His 22 RBIs this month broke the club record of 21 set by Mariners Hall of Fame catcher Dan Wilson in April of 1996, and his 463-foot blast off Martin Perez on Saturday was the longest homer struck by the Mariners this year.
Not only was it the Mariners' longest home run, it was the longest home run by any Major League catcher this season. In fact, since Statcast™ started tracking in 2015, there have only been two longer home runs by catchers -- a 465-foot homer by Cameron Rupp last July, and a 464-footer by J.P. Arencibia in September 2015.
"I hit it well," Zunino said. "I was fortunate enough to finally get a changeup up. He had a really good changeup today and a great sinker off that. He sort of kept coming at me with them and I had a feeling 3-2 he may throw it so I was looking for something up and was able to put a good swing on it."
Sent down to Triple-A Tacoma after hitting .167 in his first 24 games, Zunino has returned with a vengeance -- and an improved batting approach.
Since May 29, he's hitting .393 with 10 runs, five doubles, six homers and 23 RBIs in a 17-game stretch to raise his average from .148 to .248.

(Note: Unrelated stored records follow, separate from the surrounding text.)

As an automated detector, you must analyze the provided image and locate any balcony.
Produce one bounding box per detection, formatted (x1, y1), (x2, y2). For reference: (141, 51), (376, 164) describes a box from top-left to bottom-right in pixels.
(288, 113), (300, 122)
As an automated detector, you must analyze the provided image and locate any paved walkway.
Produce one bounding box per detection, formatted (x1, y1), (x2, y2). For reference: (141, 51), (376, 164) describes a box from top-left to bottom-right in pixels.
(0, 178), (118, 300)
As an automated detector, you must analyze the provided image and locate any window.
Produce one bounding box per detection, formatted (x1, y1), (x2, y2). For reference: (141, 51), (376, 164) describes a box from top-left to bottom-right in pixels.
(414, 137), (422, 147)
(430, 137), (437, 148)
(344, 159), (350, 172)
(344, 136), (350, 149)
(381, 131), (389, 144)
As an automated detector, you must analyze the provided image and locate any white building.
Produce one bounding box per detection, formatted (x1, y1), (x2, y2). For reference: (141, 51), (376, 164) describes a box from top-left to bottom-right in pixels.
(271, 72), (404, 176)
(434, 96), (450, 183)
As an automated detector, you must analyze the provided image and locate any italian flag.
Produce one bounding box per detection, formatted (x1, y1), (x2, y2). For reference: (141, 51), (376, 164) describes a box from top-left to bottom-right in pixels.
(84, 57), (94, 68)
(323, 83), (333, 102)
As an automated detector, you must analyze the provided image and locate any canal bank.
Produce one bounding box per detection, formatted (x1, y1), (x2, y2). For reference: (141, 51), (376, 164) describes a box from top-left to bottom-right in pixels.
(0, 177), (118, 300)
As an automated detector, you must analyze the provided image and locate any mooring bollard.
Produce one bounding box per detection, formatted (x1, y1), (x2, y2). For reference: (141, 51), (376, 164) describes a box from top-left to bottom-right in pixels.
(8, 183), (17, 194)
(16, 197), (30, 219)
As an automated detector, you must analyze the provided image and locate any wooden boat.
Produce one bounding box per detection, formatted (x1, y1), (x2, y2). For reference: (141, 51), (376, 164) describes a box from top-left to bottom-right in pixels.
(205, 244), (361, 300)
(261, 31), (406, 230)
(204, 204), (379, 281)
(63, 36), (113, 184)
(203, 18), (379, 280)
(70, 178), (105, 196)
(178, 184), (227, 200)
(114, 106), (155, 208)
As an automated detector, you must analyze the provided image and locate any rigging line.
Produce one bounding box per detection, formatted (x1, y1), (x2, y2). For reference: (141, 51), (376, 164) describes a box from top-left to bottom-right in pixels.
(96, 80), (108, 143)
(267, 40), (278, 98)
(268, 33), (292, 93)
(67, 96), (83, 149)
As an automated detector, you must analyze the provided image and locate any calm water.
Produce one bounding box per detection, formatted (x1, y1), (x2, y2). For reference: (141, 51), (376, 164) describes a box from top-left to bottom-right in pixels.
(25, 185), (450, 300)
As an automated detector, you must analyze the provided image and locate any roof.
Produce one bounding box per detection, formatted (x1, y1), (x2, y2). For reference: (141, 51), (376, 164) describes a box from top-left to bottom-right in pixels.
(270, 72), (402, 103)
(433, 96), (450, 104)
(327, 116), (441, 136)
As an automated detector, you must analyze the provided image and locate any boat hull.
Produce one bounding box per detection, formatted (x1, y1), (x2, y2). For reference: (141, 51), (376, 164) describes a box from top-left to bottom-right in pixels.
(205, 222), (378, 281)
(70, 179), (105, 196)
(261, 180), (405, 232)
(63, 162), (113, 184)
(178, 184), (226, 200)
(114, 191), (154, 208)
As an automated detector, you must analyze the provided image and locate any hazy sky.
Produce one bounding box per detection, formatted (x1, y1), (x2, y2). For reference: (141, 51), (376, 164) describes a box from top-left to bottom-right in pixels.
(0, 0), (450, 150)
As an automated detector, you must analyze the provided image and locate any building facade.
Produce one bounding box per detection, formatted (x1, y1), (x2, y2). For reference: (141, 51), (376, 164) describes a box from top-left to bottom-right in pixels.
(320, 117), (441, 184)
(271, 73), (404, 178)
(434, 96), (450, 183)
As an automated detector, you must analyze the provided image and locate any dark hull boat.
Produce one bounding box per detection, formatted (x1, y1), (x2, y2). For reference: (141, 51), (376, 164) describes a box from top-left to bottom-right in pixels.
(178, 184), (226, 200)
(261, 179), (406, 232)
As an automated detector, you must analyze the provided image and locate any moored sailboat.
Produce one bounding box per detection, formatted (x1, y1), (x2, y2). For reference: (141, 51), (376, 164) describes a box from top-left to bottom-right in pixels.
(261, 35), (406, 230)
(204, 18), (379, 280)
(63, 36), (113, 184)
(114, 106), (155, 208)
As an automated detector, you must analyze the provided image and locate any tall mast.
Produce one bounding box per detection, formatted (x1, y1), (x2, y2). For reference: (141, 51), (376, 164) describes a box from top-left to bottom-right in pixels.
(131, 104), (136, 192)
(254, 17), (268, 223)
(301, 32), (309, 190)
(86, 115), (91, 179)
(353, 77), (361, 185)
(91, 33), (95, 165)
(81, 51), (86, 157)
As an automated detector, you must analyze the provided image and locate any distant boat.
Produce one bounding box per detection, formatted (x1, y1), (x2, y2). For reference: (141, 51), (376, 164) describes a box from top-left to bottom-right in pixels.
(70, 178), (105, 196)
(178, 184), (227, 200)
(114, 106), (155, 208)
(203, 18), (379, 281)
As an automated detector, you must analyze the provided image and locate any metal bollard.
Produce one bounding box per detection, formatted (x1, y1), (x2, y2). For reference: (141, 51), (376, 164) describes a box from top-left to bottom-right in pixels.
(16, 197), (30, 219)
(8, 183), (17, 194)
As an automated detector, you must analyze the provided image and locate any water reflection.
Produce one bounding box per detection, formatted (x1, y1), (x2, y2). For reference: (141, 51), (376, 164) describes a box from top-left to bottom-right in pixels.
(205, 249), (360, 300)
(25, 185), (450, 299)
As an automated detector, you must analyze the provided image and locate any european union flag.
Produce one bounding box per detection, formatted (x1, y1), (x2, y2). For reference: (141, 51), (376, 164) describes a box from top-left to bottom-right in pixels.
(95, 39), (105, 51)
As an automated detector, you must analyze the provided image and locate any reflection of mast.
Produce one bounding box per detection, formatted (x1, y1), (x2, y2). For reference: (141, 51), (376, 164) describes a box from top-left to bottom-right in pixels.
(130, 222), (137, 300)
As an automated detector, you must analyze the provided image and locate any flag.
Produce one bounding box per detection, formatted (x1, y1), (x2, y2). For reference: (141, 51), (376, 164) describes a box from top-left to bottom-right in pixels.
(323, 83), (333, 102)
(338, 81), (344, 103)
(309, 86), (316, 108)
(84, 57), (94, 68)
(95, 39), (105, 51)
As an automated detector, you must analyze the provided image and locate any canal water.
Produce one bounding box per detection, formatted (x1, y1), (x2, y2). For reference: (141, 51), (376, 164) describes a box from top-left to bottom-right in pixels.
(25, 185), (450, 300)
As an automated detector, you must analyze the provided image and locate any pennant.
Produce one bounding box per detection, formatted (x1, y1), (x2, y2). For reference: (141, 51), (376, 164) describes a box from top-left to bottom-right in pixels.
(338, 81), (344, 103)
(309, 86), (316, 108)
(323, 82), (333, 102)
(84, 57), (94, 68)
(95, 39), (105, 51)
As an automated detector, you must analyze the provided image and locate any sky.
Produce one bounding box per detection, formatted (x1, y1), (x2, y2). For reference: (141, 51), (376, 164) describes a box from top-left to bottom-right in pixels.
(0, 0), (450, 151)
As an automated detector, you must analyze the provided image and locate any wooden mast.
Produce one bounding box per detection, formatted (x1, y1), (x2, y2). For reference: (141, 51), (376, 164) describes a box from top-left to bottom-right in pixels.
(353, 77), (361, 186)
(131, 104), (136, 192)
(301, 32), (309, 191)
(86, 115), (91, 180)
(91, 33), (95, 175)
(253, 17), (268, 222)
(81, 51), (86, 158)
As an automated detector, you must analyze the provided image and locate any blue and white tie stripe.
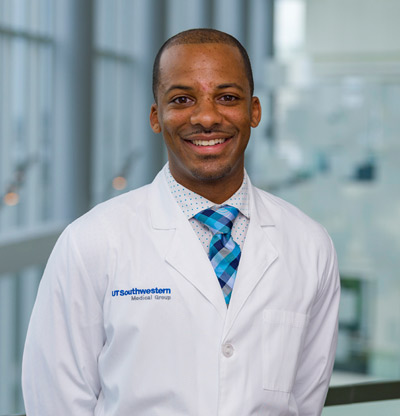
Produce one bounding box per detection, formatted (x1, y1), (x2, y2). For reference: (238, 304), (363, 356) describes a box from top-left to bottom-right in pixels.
(194, 205), (241, 305)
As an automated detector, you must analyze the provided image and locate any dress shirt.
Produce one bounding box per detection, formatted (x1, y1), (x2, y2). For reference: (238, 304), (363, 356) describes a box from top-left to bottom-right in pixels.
(164, 164), (250, 254)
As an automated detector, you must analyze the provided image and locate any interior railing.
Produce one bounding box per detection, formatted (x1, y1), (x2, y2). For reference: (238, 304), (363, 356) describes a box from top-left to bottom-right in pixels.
(4, 381), (400, 416)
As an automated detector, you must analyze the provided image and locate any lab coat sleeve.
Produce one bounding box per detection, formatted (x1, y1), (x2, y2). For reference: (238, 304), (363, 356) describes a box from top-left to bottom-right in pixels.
(22, 226), (105, 416)
(293, 237), (340, 416)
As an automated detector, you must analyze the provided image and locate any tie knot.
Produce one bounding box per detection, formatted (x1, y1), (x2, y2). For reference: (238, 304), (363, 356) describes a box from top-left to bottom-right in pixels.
(194, 205), (239, 234)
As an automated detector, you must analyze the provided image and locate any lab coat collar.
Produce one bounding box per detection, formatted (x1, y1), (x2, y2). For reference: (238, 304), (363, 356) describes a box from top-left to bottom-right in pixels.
(149, 171), (280, 322)
(149, 171), (227, 319)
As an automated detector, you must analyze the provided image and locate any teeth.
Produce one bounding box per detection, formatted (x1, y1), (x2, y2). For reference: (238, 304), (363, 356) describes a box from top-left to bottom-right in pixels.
(192, 139), (226, 146)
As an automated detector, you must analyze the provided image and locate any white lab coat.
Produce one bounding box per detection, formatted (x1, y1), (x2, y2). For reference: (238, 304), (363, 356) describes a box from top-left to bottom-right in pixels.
(23, 167), (339, 416)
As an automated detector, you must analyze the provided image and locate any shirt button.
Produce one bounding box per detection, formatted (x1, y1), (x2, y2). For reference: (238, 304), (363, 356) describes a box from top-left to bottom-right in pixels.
(222, 344), (234, 358)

"Z is on a great run," said manager Scott Servais. "He's got a lot of confidence, just the quality of at-bats. There are still some tough ones, like anybody is going to have a few tough at-bats here or there. But he's hanging in there and continuing to make good adjustments through the course of a game, understanding what pitchers are doing to him now.
"And he's really trusting himself, trusting the swing and the mechanics and new stuff he's adapted to his game. I tip my hat to him. I'm happy for him."
Despite spending two and a half weeks in Tacoma re-working his stance and swing, Zunino now has four of the team's six longest home runs this season. His 463-foot blast to dead center was 20 feet farther than Robinson Cano's previous team-long of 443 on May 30 in Colorado and ranks 18th in MLB this year.
Zunino's previous long was 441 feet on April 17 at Safeco Field against the Marlins and he's also hit shots of 438 and 437 feet. Nelson Cruz, one of baseball's biggest boppers, has a season-long of 437.
The fact Zunino could hit a ball that far to straightaway center without having to pull it is a testament both to his strength and improved approach as he's worked hard on taking the ball up the middle and staying on pitches longer.
"That's been the focus," he said. "That's helped me get on off-speed pitches and helped me drive fastballs that way. Really, I'm not trying to pull the ball. The at-bat when I grounded to third the time before, even the groundout there I wish I'd stayed on it more. That's really been the focus."
Zunino's career has been marked with long rough stretches at the plate and he'll need to maintain this approach to prove he's truly at a new level. But his current hot streak has clearly bolstered his confidence and he knows now what works for him.
"I think having the ability to do that is nice," he said. "There are still some things I want to iron out, pitches I need to handle and counts I need to get better in. But definitely, the swing is going in the right direction."